Memory problems on routers is nothing new. It is generally less of a problem in current day, but is still seen from time to time.
BGP is capable of handling large amount of routes and in comparison to other routing protocols, BGP can be a big memory hog. BGP peering devices, especially full internet peering devices, require larger amounts of memory to store all the BGP routes. Thus it’s not uncommon to see a BGP router run out of memory when a certain route count limit is exceeded.
A router running out of memory, commonly called Low Memory, is always a bad thing. The result of low memory problems may vary from the router crashing, to routing processes being shut down or if you lucky enough erratic behavior causing route flaps and instability in your network. None which is desired.
Low memory can be caused by any of the following:
- Partial physical memory failure.
- Software memory bugs.
- Applications not releasing used memory chunks.
- Incorrect configuration.
- Insufficient memory allocation to a Nexus VDC.
I discovered this neat little feature last week on the Cisco Nexus 7000. The feature is surprisingly called Low Memory Handling. Instead of allowing unpredictable behavior, like a process crashing and potentially losing all BGP sessions, the Nexus 7000 introduces some intelligence into the handling of low memory problems.
.
How does it work?
By default, BGP on a Nexus will react in the following way to low memory conditions:
- Minor alert (85%) – BGP will not establish any new eBGP sessions, but will continue to establish new iBGP sessions and confederate sessions. Established sessions will remain up, but reset sessions will not be re-established.

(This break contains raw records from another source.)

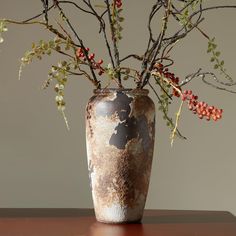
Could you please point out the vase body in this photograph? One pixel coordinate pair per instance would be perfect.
(120, 129)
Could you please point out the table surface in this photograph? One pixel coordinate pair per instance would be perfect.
(81, 222)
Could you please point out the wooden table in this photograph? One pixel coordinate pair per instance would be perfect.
(81, 222)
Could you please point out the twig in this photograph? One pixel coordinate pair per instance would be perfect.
(173, 133)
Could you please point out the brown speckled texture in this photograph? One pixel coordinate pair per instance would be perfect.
(120, 129)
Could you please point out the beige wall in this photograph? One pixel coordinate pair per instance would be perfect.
(43, 165)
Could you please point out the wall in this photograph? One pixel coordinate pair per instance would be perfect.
(44, 165)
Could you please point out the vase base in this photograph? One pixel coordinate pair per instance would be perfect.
(139, 221)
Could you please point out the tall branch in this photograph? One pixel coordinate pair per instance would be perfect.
(115, 46)
(80, 41)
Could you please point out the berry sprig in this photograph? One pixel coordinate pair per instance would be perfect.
(201, 108)
(96, 65)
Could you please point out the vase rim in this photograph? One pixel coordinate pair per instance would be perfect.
(122, 90)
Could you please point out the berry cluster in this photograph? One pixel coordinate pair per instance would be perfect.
(201, 108)
(59, 88)
(96, 65)
(118, 3)
(170, 76)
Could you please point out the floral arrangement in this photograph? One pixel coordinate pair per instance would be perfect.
(155, 61)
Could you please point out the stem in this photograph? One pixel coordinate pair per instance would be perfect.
(115, 47)
(173, 133)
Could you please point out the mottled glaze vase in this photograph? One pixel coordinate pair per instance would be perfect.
(120, 129)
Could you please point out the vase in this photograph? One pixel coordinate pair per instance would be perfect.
(120, 130)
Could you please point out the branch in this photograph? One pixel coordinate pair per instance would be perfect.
(103, 28)
(81, 43)
(165, 115)
(115, 48)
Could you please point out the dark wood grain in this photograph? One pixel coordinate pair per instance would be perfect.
(81, 222)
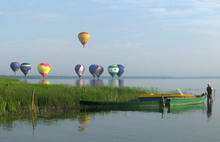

- Severe alert (90%) – BGP shuts down select established eBGP sessions every two minutes until the memory alert becomes minor. For each eBGP peer, BGP calculates the ratio of total number of paths received to the number of paths selected as best paths. E.g., if 60 paths were received and 40 was selected as best, the ratio is 3:2. The peers with the highest ratio are selected to be shut down to reduce memory usage. I.e., those advertising many prefixes with fewest preferred paths will be shut down first.
- Critical alert (95%) – BGP will gracefully shut down all the established sessions.
Once a session is shut down due to severe or critical memory state, the session to those peers must be manually cleared before brought up.
This is really good considering that it is arguably better to lose two or three BGP sessions instead of risking all sessions. But what caught my attention was the ability to exclude important BGP sessions from the Low Memory Check.
For the Severe alert phase you can exempt important eBGP peers (like upstream transits) from this selection process and shutdown less important eBGP peers due to a low memory condition.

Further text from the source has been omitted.